Thanks for your honest view Veronica. I guess the first thing to do is find properties which satisfy my requirements, almost ignoring the advertised price, then make offers. Afterall, the worst that can happen is to get a rejection.


----------



## Veronica (Apr 5, 2008)

kempo23 said:


> Thanks for your honest view Veronica. I guess the first thing to do is find properties which satisfy my requirements, almost ignoring the advertised price, then make offers. Afterall, the worst that can happen is to get a rejection.
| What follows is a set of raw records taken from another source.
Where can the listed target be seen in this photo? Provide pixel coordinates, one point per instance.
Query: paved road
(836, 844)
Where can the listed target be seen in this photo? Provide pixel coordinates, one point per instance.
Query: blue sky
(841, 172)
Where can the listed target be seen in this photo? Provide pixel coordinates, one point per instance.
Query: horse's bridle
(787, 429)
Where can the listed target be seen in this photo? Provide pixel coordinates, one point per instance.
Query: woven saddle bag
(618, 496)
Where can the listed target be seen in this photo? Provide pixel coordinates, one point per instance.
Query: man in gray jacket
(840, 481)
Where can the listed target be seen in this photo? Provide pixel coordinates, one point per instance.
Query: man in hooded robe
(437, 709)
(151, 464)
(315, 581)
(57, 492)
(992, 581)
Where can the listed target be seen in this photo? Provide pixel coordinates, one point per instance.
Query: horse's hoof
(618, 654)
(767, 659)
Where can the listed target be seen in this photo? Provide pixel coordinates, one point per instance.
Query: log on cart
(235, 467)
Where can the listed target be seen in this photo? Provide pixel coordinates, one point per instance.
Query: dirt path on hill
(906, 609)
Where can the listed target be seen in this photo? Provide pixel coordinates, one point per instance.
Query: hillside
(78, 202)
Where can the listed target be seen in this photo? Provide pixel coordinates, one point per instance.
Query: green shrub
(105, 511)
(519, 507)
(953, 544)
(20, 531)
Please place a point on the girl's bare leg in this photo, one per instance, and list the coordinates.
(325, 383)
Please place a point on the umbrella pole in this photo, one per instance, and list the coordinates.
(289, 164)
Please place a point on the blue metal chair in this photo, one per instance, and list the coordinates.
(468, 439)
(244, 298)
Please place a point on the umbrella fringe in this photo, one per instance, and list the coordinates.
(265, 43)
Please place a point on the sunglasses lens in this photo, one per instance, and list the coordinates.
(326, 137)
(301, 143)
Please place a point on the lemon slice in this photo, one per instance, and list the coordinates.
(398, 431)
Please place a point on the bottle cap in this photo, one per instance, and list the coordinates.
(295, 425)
This is exactly what I would advise. We tend to show clients properties within their budget and also some over their budget which we feel the owners might take offers on. Most properties we have sold over the past two years have gone for quite a bit less than the asking price.


----------



## ade (Dec 21, 2007)

Veronica said:


> Unfortunately agents do not decide the prices of properties. We can only advise and then advertise at the price the vendors want.
> Many properties have already fallen in price substantially but I agree that there are still many overprices properties on the market. However we have found that although owners are reluctant to drop their prices when advertising they can often be persuaded to accept substantially lowers offers than the advertised price.
> We try to reason with owners if they get an offer to get them to see that if they hang on for the higher price they may still be on the market in 2 or 3 years during which time they could have had the money invested and made up for the lower price.
> Many British owners still cannot come to terms with the fact that you cannot make big profits on properties in these times like you could in the past.


Hi Veronica

Would you say the same goes for rental roperty


----------



## Veronica (Apr 5, 2008)

ade said:


> Hi Veronica
> 
> Would you say the same goes for rental roperty


To some extent yes, although rental prices are much lower than they were.


----------



## kempo23 (Apr 27, 2012)

Veronica said:


> To some extent yes, although rental prices are much lower than they were.


Veronica, what is the average rental charge per week in high season for a 3 bed villa with pool?


----------



## Veronica (Apr 5, 2008)

kempo23 said:


> Veronica, what is the average rental charge per week in high season for a 3 bed villa with pool?


i can't help you there I am afraid. I don't have any dealings with holiday lets so have no idea of prices for them.
If you look at ownersdirect.com. (something like that) you should find plenty on there which will give you an idea of prices.


----------